Continuing records and reports concern the documentation and codification of all elements of business operations important to the firm. Records and reports are the way in which a firm controls its procedures and predicts future outcomes and environments. They also control how information is stored and disseminated throughout the firm, an element critical to the firm’s ability to monitor adherence to standard procedures. Recording procedures also determine the level of codification of standard operating procedures, a concept extremely important in the replicability and imitability of all procedures. In a related fashion, information handling rules define how the firm absorbs, transmits, and exports information. These procedures dictate what information the firm will perceive in its outside environment, which is critical to its ability to recognize opportunity and potential threats. The transmission of information influences how different components of the firm assimilate outside information, and whether or not this information is analyzed and applied within the firm. These procedures have wide-ranging effects for technology adoption and process improvements. Technological spillovers from outside the firm and among intrafirm organizations are dependent on the codified and tacit procedures for information transmission and dissemination. Firms unable to effectively gain outside knowledge and share process improvements will innovate with limited success and will be slow to adapt to a changing environment. These procedures also relate to information leaving the firm, or potentially its protection of intellectual property. Clearly the firm does not want its innovations distributed among its competitors, therefore it will establish strict protocols regarding confidentiality and information releases.

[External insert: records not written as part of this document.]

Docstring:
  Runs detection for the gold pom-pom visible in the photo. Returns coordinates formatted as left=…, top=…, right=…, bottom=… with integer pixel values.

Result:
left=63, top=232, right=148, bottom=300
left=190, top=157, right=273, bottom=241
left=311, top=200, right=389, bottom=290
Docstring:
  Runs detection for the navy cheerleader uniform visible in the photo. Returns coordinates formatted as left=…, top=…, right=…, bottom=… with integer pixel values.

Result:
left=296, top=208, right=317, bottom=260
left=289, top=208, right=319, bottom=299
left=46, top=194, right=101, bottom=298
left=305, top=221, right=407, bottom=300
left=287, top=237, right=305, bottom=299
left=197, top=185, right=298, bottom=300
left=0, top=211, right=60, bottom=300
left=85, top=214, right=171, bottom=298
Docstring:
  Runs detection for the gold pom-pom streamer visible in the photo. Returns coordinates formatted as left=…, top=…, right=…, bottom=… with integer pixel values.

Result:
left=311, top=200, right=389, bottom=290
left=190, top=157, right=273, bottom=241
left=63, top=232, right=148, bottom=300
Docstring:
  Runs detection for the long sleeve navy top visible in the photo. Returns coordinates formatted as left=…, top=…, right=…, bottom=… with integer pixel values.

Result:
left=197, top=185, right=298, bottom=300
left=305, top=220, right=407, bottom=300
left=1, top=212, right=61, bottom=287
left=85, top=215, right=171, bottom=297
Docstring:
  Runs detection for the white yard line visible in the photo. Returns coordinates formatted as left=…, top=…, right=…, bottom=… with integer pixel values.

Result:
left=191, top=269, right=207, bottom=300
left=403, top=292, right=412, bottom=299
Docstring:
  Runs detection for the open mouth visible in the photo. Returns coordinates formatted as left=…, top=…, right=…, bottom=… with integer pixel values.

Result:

Plan procedures define how resources will be allocated, including both short-run and long-run budgets and expenditures. These procedures have significant influences on the firm’s long-run success in that they determine which aspects of the organization will receive priority support. Research and development funding is an integral part of a firm’s ability to evolve and grow, and plan procedures dictate the relative support these activities will receive. A firm whose plan procedures do not support innovation is unlikely to survive over long periods of time. More specifically, what types and areas of research and development are supported will tend to determine the firm’s potential evolution. Plan procedures can define the firm’s intent and ability to innovate and evolve, its dynamic capabilities in particular directions.